"Long Tech Stocks" Is The Most Crowded Trade Ever

The monthly Fund Manager Survey from Bank of America is best known for two things: the recurring, apparent schizophrenia of the financial professionals polled, and the monthly chart showing what everyone on Wall Street thinks is the most crowded trade, i.e., what they think others have as their top trade.

This month did not disappoint: not only did it confirm that the one trade - which everyone already knows - is the most popular on Wall Street, is indeed seen as such but it is in fact more so by the biggest margin on record. We are of course talking about "Long US tech stocks" which is what 74% of BofA survey respondents said they thought was the most crowded trade on Wall Street. (Long Gold and long cash were "most crowded trades" #2 and #3, respectively).

So convinced are finance professionals that everyone is "all in" tech, that the percentage of agreement behind tech being the most crowded trade is the highest of any monthly response in polling history, surpassing even the "Long US Dollar" responses attained during the dollar explosion in 2014/2015 when the ECB disintegrated the Euro.

Of course, having learned from our previous observations that there is a flawed reflexivity in the BofA Fund Manager Survey, some - such as Bloomberg's Ye Xie - were skeptical that there is a convergence between perception and reality, and that it wasn't actually the case that everyone is "all in" tech stocks; to justify their skepticism, they pointed out another chart from the same BofA poll which showed that tech stocks were only modestly above historical average z-scores in terms of positioning.

Only this time being a contrarian for the sake of being a contrarian appears a losing position, because one look at the latest Hedge Fund Tracker from Goldman confirms that - at the institutional and hedge fund level - everyone is indeed long tech stocks. A quick look at the hedge fund top 50 stocks (HF VIP list) shows that tech names account for 8 of the top 10 most popular stocks.
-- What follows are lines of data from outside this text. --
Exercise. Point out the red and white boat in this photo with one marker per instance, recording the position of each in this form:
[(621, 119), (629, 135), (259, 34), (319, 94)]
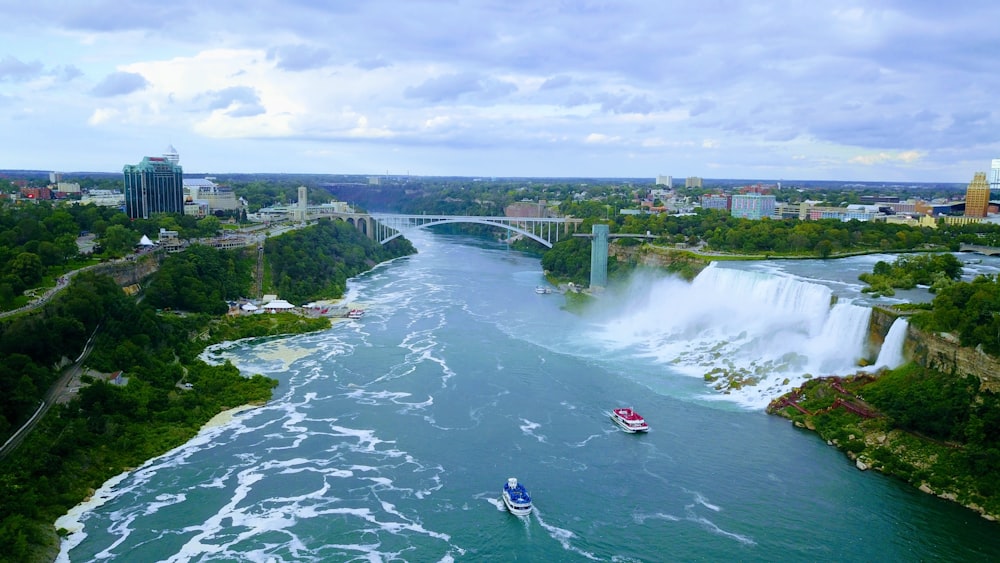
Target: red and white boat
[(629, 420)]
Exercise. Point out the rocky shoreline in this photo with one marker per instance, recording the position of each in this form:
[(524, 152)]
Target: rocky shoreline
[(834, 408)]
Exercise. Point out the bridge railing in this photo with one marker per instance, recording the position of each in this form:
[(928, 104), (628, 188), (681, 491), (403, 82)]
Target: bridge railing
[(546, 230)]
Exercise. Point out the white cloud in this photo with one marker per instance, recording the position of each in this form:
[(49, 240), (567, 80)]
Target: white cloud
[(796, 90)]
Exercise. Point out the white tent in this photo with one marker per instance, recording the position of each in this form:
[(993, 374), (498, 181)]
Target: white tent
[(278, 305)]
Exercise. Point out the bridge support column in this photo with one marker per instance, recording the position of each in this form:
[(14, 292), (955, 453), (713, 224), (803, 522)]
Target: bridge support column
[(599, 256)]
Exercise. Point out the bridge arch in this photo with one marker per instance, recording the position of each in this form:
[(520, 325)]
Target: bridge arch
[(396, 225)]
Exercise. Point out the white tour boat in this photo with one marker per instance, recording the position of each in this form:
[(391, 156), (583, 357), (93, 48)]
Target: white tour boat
[(629, 420), (516, 498)]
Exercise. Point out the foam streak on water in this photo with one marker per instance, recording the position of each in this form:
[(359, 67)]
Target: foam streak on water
[(389, 439), (891, 354)]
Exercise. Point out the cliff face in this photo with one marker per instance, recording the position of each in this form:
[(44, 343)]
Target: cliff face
[(944, 353), (680, 261), (939, 351), (130, 271)]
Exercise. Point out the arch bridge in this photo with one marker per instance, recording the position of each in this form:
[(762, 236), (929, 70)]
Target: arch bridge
[(545, 230)]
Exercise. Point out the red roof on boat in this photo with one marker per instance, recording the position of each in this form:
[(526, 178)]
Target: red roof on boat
[(628, 414)]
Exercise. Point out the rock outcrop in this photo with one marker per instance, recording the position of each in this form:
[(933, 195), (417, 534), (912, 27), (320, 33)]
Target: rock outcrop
[(944, 352)]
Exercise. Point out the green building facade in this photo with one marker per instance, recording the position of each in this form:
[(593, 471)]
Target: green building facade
[(155, 185)]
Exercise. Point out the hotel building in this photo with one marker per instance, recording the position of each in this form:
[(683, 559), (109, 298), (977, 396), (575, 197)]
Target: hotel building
[(155, 185), (977, 196)]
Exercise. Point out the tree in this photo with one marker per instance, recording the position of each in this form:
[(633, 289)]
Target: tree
[(27, 268), (118, 241)]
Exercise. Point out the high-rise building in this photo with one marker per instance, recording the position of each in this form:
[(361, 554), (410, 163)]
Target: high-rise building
[(977, 196), (155, 185), (753, 205)]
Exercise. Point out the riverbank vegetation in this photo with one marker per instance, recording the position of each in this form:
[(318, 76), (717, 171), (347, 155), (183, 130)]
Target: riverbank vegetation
[(939, 431), (936, 271), (165, 394)]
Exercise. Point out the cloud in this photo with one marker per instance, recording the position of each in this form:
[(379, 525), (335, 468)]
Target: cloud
[(372, 63), (853, 88), (452, 86), (556, 82), (601, 139), (237, 101), (871, 159), (300, 57), (13, 70), (119, 84)]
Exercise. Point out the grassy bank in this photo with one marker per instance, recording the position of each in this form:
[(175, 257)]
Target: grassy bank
[(866, 417)]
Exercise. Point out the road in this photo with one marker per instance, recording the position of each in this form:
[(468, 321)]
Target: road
[(55, 391)]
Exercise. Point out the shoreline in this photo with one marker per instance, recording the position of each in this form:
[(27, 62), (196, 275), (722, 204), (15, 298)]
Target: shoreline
[(70, 522)]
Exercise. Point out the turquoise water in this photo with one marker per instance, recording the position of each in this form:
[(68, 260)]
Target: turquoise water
[(390, 438)]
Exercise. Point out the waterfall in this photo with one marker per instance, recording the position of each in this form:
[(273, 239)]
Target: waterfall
[(891, 354), (770, 330)]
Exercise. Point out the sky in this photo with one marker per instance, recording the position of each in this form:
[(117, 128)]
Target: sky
[(876, 90)]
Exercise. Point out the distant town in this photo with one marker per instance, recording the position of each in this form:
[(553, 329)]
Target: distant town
[(158, 184)]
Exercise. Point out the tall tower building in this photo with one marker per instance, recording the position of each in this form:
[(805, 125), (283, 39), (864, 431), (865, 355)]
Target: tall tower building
[(977, 196), (155, 185), (172, 155), (599, 256)]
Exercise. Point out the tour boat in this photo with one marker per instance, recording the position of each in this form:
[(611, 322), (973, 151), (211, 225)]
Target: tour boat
[(629, 420), (516, 498)]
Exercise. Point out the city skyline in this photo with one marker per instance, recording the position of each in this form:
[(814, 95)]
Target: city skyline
[(900, 92)]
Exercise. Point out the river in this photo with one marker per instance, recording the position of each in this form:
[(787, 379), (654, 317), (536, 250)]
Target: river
[(390, 437)]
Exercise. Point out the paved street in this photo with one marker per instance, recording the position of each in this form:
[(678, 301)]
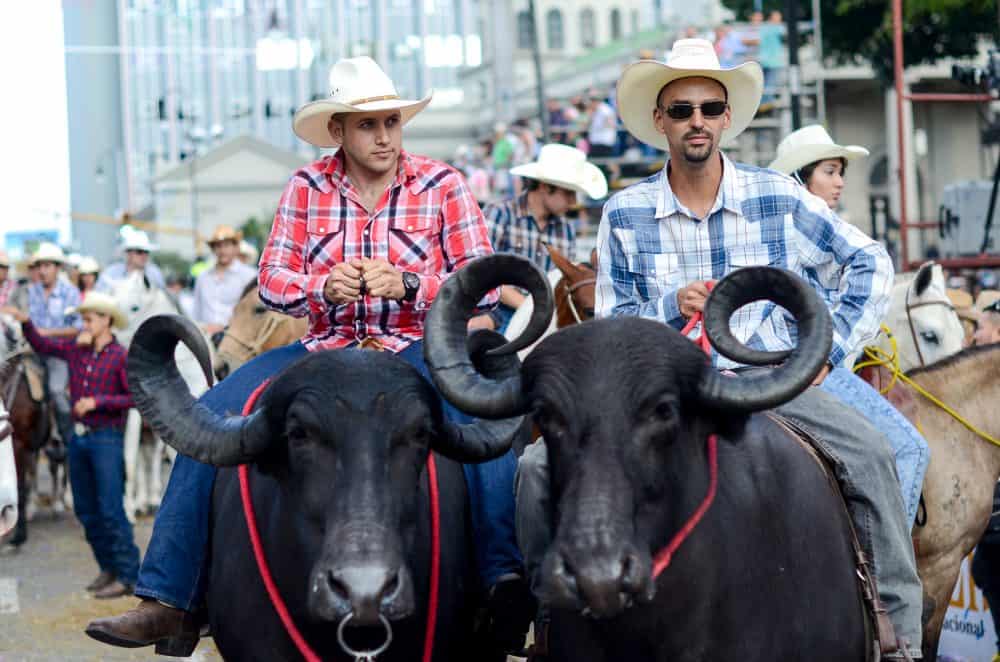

Of course, BofA observing that everyone is long tech is hardly a shock. After all, as BofA points out in another research report published today, without tech, S&P gains over the past five years would be 50% lower.

So yes, whatever works will continue to work, until there is a reason for it not to work. And since the Fed is now effectively punishing growth stocks (which is just another name for bank and energy stocks, by keeping rates at record lows), the growth to value outperformance will continue until there are no more value investors left.

Which is not to say that since it has worked so far, it will always work. Indeed, as BofA CIO Michael Hartnett notes, if one wants to be a true contrarian, "the best short is tech stocks given positioning and stretched performance."

Just make sure to have a massive balance sheet if putting this short on as the likelihood of repeat margin calls before it finally does work is directly proportional to the likelihood that the Fed's balance sheet will continue to grow by about one trillion dollars every month or so, just to avoid a complete collapse of the entire financial system.